Non sono novità gli atti di intimidazione verso gli studenti, nel Liceo. Già in autunno la Preside Monica Ceccherelli, si era fatta notare per il suo pugno di ferro nei confronti degli studenti del collettivo, spegnendo sul nascere i tentativi di autogestione della scuola e ricorrendo a minacce di denunce e sanzioni disciplinari anche illegittime.
Lo Statuto degli studenti e delle studentesse (DPR 24/06/1998, n. 249) chiarisce che “in nessun caso può essere sanzionata, né direttamente né indirettamente, la libera espressione di opinioni correttamente manifestata e non lesiva dell’altrui personalità.” (art.4 comma 4) e non menziona nessun obbligo di svolgimento verso i test a cui gli studenti sono sottoposti. La professoressa e la preside si sono sicuramente evitate di leggere attentamente tale statuto ma, preoccupate solamente di imporre la loro autorità e reprimere la legittima protesta degli studenti, hanno agito come il governo Renzi si aspetterebbe da loro.
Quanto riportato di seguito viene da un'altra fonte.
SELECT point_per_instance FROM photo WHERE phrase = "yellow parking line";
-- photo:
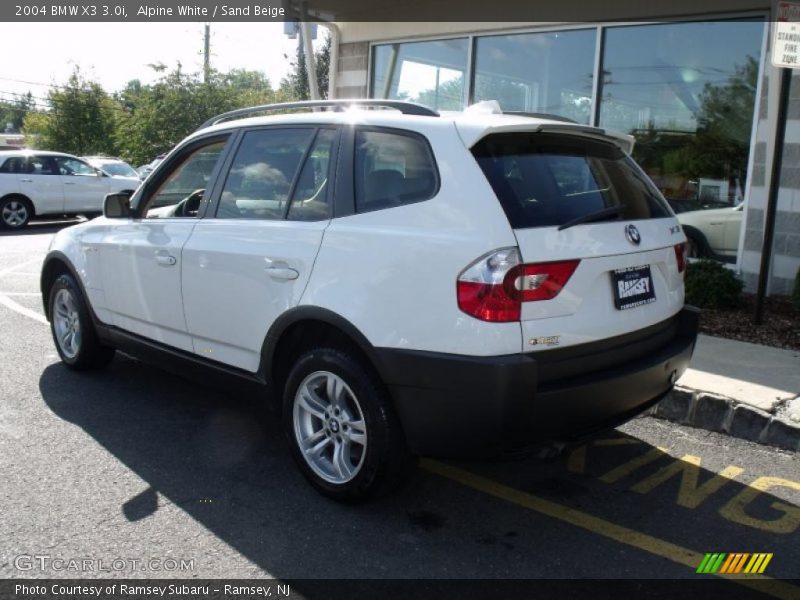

Sono decenni che la figura del professore viene sminuita e rimodellata, sono anni che i lavoratori della scuola subiscono riforme senza essere interpellati, e da sempre c’è il tentativo della classe politica di ricondurre il professore alla mera funzione nozionistica e valutativa. Valutare e punire sembra essere lo slogan adatto a rappresentare il tipo di curvatura che la riforma renziana ha voluto dare al mondo della scuola. Tutto ciò che rischia di debordare, di produrre agitazione e insubordinazione delle intelligenze, deve essere messo al bando. Se non ci sorprende l’atteggiamento della preside, ci sorprende invece la mancanza di solidarietà della maggioranza dei professori, che pur essendo anche loro vessati dalla riforma renziana e sottoposti a meccanismi arbitrari di valutazione della qualità del loro insegnamento, non trovano il coraggio di schierarsi a fianco di quel pezzo di mondo studentesco da anni in lotta e che sarebbe il primo alleato su cui potrebbero contare.
Nessun commento è ancora arrivato dalla Dirigenza del Liceo che, direttamente interpellata, ci lascia con un no comment sulla faccenda invalsi. Silenzio anche dal personale della segreteria e dai professori a cui non è evidentemente concesso di fare commenti.
Il Collettivo Autonomo Studenti Lucchesi si dice pronto a continuare la protesta dentro le scuole e nonostante la dirigente del Liceo Scientifico si rifiuti di dialogare con nessun altro oltre ai rappresentanti eletti (altra azione illegittima), gli studenti del Vallisneri si adopereranno per far ritirare i provvedimenti disciplinari. Per questo riteniamo fondamentale denunciare tali atti di intimidazione ed esprimere piena solidarietà agli studenti colpiti, invitando tutti i loro compagni e quella parte del corpo docente ancora capace di pensiero critico e di resistenza a fare lo stesso.